4 Evidence from Attention-Getting Calls

There is considerable inter-individual variability in the attention-getting calls that chimpanzees use when they are soliciting the attention of humans (reviewed by Hopkins et al. 2010, 2011). Recently, Taglialatela et al. (2012) have demonstrated that offspring of captive chimpanzees tend to acquire and use the attention-getting calls of their mothers—significantly more so than their siblings, who were equally related to their mothers, but raised apart from them. Taglialatela (2012) identified six attention-getting calls in their sample (see their Table 1, p. 499):

  • extended grunts (voiced, atonal sounds produced by the chimpanzees with an open mouth);

  • kisses (produced by inhaling air through pursed lip);

  • lip smacks (produced by placing upper and lower lips tightly together then pulling them apart quickly, making an audible “pop” sound);

  • pants (audible, rapid, rhythmic sequence of inhaling and exhaling);

  • raspberries (produced by blowing air out through pursed lips); and

  • teeth chomps (produced by clacking teeth together so that the hitting together of upper and lower jaws is audible).

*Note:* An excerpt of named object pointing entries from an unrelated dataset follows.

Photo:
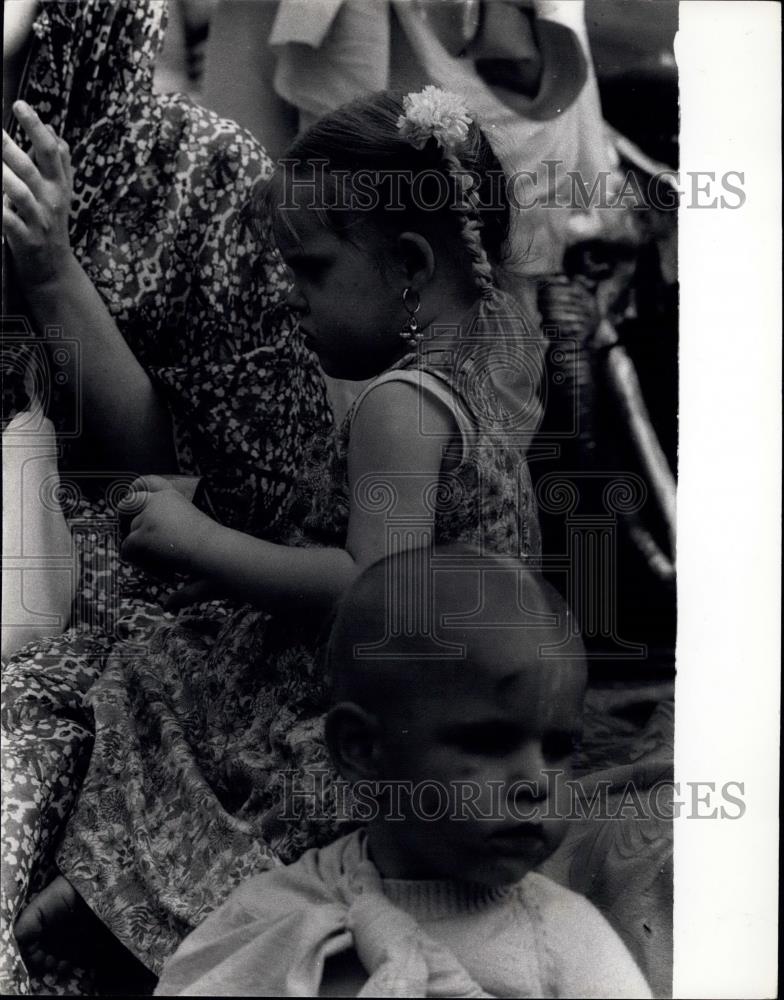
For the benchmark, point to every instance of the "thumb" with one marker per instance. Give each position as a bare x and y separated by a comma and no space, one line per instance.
191,593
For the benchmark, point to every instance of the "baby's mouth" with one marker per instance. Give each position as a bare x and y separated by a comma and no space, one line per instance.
521,839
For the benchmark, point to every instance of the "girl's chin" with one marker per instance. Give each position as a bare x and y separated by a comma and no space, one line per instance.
339,368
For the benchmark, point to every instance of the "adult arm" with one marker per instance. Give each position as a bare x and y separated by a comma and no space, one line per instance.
124,415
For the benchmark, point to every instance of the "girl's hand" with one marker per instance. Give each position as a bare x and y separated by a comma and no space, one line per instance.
37,193
168,533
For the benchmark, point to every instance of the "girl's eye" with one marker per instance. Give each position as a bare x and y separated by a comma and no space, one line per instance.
556,746
488,741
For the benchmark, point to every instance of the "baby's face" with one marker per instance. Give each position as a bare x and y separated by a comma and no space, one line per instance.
485,760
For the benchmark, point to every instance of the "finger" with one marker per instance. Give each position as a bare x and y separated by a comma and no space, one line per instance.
47,155
22,198
151,484
64,151
14,228
191,593
21,164
133,549
134,500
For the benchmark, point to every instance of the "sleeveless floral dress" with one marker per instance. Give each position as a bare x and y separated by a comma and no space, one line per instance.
200,730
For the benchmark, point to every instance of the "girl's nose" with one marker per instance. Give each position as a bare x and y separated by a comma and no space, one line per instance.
529,764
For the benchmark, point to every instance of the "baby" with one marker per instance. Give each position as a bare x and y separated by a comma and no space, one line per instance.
457,701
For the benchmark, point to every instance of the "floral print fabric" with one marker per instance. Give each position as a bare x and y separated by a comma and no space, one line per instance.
200,732
163,223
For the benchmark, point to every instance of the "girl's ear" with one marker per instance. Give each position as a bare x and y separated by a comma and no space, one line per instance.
418,259
353,737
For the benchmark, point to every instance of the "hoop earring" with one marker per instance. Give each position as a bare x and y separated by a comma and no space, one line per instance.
411,332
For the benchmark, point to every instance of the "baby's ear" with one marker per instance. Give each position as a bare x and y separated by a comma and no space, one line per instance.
418,259
353,740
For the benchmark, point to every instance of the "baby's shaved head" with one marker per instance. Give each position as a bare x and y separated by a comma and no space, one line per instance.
418,620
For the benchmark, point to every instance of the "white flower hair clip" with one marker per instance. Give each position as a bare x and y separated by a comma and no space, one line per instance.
434,114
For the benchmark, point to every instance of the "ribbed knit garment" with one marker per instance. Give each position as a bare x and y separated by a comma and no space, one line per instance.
312,928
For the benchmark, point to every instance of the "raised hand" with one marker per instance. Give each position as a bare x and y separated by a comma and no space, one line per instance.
37,192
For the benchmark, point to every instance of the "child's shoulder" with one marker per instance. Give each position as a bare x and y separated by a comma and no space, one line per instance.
590,955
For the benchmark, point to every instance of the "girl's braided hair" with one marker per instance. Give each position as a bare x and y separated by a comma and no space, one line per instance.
405,162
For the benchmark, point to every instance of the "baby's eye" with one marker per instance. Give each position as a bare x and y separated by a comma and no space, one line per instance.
488,741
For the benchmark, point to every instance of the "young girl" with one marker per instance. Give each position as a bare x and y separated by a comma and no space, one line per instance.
392,218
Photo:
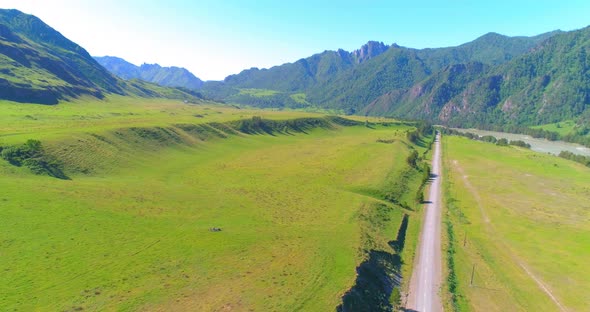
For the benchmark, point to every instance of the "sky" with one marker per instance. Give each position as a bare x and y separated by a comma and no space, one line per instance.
217,38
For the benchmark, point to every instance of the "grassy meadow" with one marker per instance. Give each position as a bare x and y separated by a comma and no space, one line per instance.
131,229
523,219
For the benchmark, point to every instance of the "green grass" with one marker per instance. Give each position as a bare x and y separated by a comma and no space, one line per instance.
538,214
563,128
130,231
299,98
258,92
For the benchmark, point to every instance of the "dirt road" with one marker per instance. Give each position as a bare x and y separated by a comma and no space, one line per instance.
424,289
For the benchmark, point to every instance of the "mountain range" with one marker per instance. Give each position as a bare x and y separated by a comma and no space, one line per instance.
165,76
494,80
39,65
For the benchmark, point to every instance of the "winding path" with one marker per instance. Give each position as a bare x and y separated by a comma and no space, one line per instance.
424,294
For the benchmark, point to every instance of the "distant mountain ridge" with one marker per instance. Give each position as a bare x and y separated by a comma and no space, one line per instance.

For purposes of the present argument, note that only extended grunts appear to be voiced, whereas the other 5 call types are all produced by supralaryngeal modification of the airstream. The most significant aspect of these calls, from the standpoint of this chapter, is that, with the exception of the extended grunts, they are used both in the wild and captivity in association with grooming (e.g., Ghiglieri 1988; Goodall 1986; de Waal 1982). Although we currently lack the data to address this question directly, our impression is that these calls, when used in attention-getting contexts, are amplified versions of the softer calls used during grooming sessions by chimpanzees. In more recent work, Russell et al. (2013) demonstrated that some chimpanzees can be trained to display novel attention-getting calls; thus, not only is there a growing body of a posteriori evidence consistent with the view that attention-getting calls are socially learned, this latest study is a direct, prospective experimental demonstration of this capacity in chimpanzees.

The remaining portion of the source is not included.